VGI changes tune on short selling as fund bounces back from ugly 2020 results
Listed fund VGI has reported a dramatic turnaround in profits after missing the market recovery in 2020, but the valuation gap remains.
Robert Luciano’s VGI Partners has pulled itself out of the doldrums and posted a turnaround from last year, with the fund signalling it was targeting short positions as market conditions shift.
The result saw VGI deliver a portfolio return of 25.6 per cent, net of fees and before tax.
The $153m profit comes after the company posted a $45.47m loss last year. Net tangible assets per share have risen 18.5 per cent from $2.27 to $2.69.
It comes in the wake of VGI being targeted by Geoff Wilson of Wilson Asset Management.
In June Mr Wilson said the launch of the WAM Strategic Value fund would take a “cheap” stake in VGI, among other listed investment companies trading at a discount.

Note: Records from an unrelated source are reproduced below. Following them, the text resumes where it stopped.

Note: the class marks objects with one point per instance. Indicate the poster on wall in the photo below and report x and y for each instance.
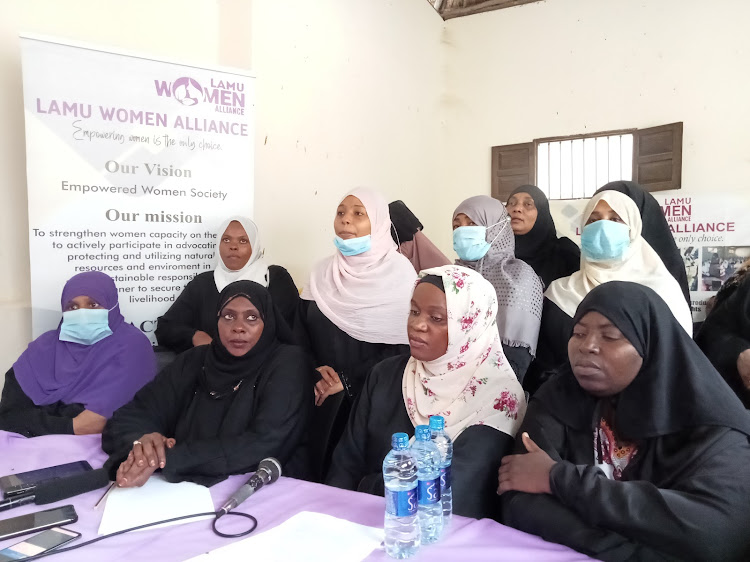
(712, 235)
(132, 164)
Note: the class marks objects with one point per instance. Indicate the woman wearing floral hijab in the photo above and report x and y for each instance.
(457, 370)
(484, 241)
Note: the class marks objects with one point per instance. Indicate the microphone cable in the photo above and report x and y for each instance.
(216, 514)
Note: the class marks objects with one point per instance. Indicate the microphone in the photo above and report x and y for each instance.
(268, 472)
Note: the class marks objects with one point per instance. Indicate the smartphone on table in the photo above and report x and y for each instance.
(44, 541)
(14, 485)
(39, 521)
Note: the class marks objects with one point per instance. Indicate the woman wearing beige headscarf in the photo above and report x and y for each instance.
(612, 249)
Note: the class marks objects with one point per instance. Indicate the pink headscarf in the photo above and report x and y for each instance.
(367, 295)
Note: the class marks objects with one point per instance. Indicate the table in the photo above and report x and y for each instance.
(468, 539)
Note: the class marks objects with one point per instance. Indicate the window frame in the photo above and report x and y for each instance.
(502, 179)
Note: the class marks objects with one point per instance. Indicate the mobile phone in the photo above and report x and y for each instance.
(44, 541)
(14, 485)
(39, 521)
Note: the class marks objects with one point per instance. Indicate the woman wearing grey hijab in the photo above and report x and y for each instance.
(484, 242)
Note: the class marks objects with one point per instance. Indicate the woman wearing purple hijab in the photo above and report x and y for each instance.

“Rob Luciano, great fund manager, we’re able to buy exposure to him at 85c in the dollar, great opportunity,” he said.
The stock has been boosted in recent months by a share purchase plan in response to the widening gap between assets and market value. The buyback, which saw 6 per cent of shares purchased, has been extended until September 1, 2022. Mr Luciano noted in August last year the company had delivered an “unacceptable” March quarter, after completely missing the March bounce back from the bottom of the pandemic crash.

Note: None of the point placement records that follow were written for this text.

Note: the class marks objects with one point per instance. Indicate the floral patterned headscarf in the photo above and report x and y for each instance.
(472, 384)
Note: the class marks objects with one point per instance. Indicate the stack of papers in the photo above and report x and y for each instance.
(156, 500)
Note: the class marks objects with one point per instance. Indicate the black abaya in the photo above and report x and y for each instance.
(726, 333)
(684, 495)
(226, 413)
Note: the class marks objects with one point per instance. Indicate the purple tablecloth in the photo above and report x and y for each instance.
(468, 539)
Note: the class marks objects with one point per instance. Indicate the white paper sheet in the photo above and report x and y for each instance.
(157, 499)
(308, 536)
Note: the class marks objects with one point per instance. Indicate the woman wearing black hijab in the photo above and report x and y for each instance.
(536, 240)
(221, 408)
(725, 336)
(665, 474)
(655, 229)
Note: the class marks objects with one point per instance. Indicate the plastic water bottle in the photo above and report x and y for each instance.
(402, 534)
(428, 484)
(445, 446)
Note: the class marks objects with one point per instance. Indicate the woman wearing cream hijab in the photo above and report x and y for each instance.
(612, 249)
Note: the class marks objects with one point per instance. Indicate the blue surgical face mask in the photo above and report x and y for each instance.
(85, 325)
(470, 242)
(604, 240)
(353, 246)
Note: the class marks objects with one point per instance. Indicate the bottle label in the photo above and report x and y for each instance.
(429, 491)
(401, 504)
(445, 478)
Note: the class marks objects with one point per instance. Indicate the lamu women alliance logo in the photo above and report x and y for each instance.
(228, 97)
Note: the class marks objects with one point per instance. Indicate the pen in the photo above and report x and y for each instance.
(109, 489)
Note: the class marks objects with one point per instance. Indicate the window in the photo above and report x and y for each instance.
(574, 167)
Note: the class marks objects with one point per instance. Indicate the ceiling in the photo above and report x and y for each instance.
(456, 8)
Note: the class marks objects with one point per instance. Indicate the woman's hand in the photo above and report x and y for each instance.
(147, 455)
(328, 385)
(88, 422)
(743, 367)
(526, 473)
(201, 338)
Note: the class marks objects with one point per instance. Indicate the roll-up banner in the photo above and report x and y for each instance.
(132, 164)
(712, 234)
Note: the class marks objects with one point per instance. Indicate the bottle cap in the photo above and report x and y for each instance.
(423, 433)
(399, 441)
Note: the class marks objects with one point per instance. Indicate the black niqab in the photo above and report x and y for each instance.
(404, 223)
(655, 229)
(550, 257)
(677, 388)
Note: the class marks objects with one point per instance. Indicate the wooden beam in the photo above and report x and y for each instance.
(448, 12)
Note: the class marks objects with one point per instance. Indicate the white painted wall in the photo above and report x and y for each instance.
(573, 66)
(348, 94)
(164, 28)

VGI has been savaged by critics for its high costs and failing to deliver for shareholders.
In April the company appointed ex-BlackRock Asia-Pacific head of index equity Jonathan Howie as chief executive.
In his letter to shareholders VGI chair David F Jones said the company would pay all allowable operating costs for the VG1 fund.
“In FY21 this amounted to over $781,000, and included ASX and ASIC fees, audit costs, legal and tax advice costs and any fees charged by the Company’s Fund Administrator,” he said.
A 5.5c final dividend was declared, following an interim 1.5c dividend.
Mr Jones noted in his shareholder letter the company had changed its thinking on short selling, noting certain single stock shorts were “becoming more attractive again”.
VGI’s net equity exposure was 89 per cent as of June 30, 107 per cent long investments less 18 per cent short positions.